Golden Globe Race

The 2018 Golden Globe Race
19 sailors … 30,000 miles … non-stop … alone … no outside assistance

Many congratulations to Jean-Luc Van Den Heede for winning the second edition of the Golden Globe Race. He got round the world a lot quicker than Robin Know-Johnston, but with the advantage of a newer, faster boat of course! However, not much difference in terms of technology, so a fantastic achievement to this experienced ocean sailor.

And congratulations to Mark Slats as well, for a very creditable second place. He had pulled back a 200nm deficit to just 40nm, before Jean-Luc managed to slip through to the fish line in Les Sables.

The other three remaining competitors are now all in the Atlantic, with Uku and Istvan north of the equator, navigating through the doldrums. Tapio is finally out of the Southern Ocean (much to everyone’s relief), heading up the coast of South America. His progress is rather slow as he’s bringing a significant population of barnacles with him! He’s sill ahead of Suhaili though!

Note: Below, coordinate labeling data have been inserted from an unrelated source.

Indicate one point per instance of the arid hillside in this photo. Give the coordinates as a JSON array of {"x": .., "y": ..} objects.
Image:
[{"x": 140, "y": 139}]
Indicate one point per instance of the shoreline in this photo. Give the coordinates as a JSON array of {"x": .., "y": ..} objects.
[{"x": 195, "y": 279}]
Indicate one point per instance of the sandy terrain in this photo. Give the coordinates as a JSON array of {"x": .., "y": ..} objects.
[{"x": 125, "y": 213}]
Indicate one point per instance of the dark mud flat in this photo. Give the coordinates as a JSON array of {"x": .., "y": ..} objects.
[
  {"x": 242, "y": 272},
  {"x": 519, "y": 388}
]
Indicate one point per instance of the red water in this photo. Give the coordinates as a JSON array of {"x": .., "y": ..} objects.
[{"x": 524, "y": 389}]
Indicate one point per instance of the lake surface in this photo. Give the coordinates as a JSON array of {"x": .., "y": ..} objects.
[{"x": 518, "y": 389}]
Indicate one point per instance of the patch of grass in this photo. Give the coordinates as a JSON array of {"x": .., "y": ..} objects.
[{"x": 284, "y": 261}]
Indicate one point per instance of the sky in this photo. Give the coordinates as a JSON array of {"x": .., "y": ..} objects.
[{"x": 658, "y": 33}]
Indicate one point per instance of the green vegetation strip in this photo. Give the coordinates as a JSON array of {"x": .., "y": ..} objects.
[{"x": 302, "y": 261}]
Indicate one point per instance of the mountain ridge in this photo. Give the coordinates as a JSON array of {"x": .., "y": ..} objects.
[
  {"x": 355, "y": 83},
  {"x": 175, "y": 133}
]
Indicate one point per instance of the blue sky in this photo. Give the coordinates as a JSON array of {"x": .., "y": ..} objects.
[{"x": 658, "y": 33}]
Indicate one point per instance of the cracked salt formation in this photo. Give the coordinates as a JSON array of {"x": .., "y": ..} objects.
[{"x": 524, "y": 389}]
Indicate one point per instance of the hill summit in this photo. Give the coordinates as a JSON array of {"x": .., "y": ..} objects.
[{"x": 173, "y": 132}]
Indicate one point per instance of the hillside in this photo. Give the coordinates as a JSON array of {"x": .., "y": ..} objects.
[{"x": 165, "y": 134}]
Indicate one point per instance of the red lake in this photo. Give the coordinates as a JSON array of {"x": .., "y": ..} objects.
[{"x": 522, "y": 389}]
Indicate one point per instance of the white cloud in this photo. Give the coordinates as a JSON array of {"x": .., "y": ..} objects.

And not to forget all the others, who have had to retire due to broken bodies or broken boats, or both! Susie, Abhilash, Gregor and Loic were all rescued in the Southern Ocean, involving some outstanding seamanship from Captains and crew of the rescuing vessels.

We wish the remaining three competitors fair winds and calm seas to the finish in Ls Sables.


Like the original Sunday Times event,the 2018 Golden Globe Race is very simple. Depart Les Sables-d’Olonne, France on July 1st, 2018 and sail solo, non-stop around the world, via the five Great Capes and return to Les Sables-d’Olonne.
Entrants are limited to sailing similar yachts and equipment to what was available to Sir Robin in that first race. That means sailing without modern technology or benefit of satellite based navigation aids. Competitors must sail in production boats between 32ft and 36ft overall (9.75 – 10.97m) designed prior to 1988 that have a full-length keel with rudder attached to their trailing edge. These yachts are heavily built, strong and sturdy, similar in concept to Sir Robin’s 32ft vessel Suhaili.

In contrast to the current professional world of elite ocean racing, this edition travels back to a time known as the ‘Golden Age’ of solo sailing. Suhaili was a slow, sturdy 32ft double-ended ketch based on a William Atkins ERIC design. She was heavily built of teak and carried no computers, GPS, satellite phone nor water-maker, and Robin completed the challenge with no outside assistance or aid of modern day shore-based weather routing advice. He had only a wind-up chronometer and a barograph to face the world alone, and caught rainwater to survive. But he was at one with the ocean, able to contemplate and absorb all that this epic voyage had to offer.

This anniversary edition of the Golden Globe Race is a celebration of the original event, the winner, his boat and that significant world-first achievement. Competitors in this race will be sailing simple boats using basic equipment to guarantee a satisfying and personal experience. The challenge is pure and very raw, placing adventure ahead of winning at all costs. It is for ‘those who dare’, just as it was for Sir Robin. They will be navigating with sextant on paper charts, without electronic instruments or autopilots. They will hand-write their logs and determine the weather for themselves. Only occasionally will they talk to loved ones and the outside world when long-range high frequency and ham radios allow. It is now possible to race a monohull solo around the world in under 80 days, but sailors entered in this race will spend around 300 days at sea in little boats, challenging themselves and each other.

The 2018 Golden Globe Race will be a fitting tribute to the first edition and it’s winner, Sir Robin Knox-Johnston.